Dinçer’in gündeme getirdiği verilere göre, Uluslararası Müslüman Topluluklarla Dayanışma Vakfı (MÜSDAV) çatısı altında faaliyet gösteren şirketlerin sermayesi ekonomik kriz döneminde katlanarak arttı. Örneğin, 2019 yılında 100 bin TL sermaye ile kurulan Vakıf Global Bilişim ve Teknoloji A.Ş., 2025 yılına gelindiğinde sermayesini 25 milyon TL’ye yükseltti. Dinçer, aynı dönemde Türkiye’de her ay binlerce esnafın kepenk kapattığını hatırlatarak bu büyümenin “halkın gerçek ekonomik koşullarıyla bağdaşmadığını” vurguladı.
MÜSDAV’ın 1997 yılında Tokyo’daki Müslümanlara hizmet vermek amacıyla kurulduğunu, 2017 yılında Türkiye’de vergi muafiyeti kazandığını hatırlatan Dinçer, vergi avantajları bulunan bu vakıf şirketlerinin turizm ve teknoloji gibi alanlarda faaliyet gösterirken ekonomik krizden etkilenmemesinin kamuoyunda derin rahatsızlık yarattığını ifade etti.
“Devlet kaynakları halk yerine belirli kurumlara mı yönlendiriliyor?”
Milletvekili Talat Dinçer, hem araştırma önergesiyle hem de yazılı soru önergesiyle konunun incelenmesini istedi. Dinçer, Cumhurbaşkanı Yardımcısı Cevdet Yılmaz’ın yanıtlaması istemiyle şu soruları yöneltti:
Halk iflas ederken, bazı vakıf şirketlerinin serveti nasıl katlanıyor? Bu şirketlerin büyümesi tamamen piyasa kaynaklı mı, yoksa devlet destekli mi? Kriz döneminde halkın yanında olmayan devlet, vakıf şirketlerini neden koruyor? Diyanet’e bağlı şirketlerin gelirleri nasıl denetleniyor? Bu büyüme, halkın cebinden mi, yoksa başka kaynaklardan mı sağlanıyor? Kriz altında binlerce esnaf kepenk kapatırken, Diyanet’e bağlı vakıf şirketlerinin sermayesi nasıl katlanıyor? Devlet kaynakları halk yerine belirli kurumlara mı aktarılıyor?
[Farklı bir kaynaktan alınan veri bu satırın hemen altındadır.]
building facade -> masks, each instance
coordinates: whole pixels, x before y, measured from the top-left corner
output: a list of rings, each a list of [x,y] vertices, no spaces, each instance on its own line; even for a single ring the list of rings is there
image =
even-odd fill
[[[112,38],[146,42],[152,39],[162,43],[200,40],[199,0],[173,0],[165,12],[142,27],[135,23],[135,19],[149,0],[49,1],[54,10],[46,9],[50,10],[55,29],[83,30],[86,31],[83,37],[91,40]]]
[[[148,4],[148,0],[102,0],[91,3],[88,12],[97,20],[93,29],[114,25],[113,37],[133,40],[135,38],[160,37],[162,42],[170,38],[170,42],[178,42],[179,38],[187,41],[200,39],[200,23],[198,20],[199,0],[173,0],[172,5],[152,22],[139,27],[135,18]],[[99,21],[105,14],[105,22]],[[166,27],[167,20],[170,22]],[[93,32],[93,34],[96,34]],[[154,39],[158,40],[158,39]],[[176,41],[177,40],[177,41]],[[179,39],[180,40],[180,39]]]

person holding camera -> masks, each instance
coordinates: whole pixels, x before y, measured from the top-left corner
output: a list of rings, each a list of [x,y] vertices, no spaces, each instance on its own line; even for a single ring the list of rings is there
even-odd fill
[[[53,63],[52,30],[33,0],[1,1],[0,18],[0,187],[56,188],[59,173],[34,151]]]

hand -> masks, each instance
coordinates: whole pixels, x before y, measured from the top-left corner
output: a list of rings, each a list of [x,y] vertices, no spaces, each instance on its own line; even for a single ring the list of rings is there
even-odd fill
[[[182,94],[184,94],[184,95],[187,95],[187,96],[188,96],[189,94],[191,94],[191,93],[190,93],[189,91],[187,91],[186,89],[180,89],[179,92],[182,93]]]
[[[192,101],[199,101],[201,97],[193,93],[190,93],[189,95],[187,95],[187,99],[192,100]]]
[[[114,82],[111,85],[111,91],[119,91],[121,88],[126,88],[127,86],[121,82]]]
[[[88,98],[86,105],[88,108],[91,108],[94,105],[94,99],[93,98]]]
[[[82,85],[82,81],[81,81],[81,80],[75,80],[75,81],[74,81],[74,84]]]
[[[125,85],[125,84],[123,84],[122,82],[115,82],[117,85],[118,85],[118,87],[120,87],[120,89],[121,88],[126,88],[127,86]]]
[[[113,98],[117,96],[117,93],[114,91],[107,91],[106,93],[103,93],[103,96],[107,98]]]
Milyonlarca yurttaş geçim sıkıntısı çekerken, bu şirketler ekonomik krizden neden etkilenmiyor?Dinçer, bu tartışmalı sermaye artışlarının “şeffaflık ve denetim eksikliği” sorununu açıkça ortaya koyduğunu dile getirerek, Meclis Araştırma Komisyonu kurulmasını talep etti. Türkiye’de ekonomik kriz derinleşirken devletle yakın ilişkili bazı vakıf şirketlerinin hızla zenginleşmesinin toplumsal adalet duygusunu zedelediğini vurguladı.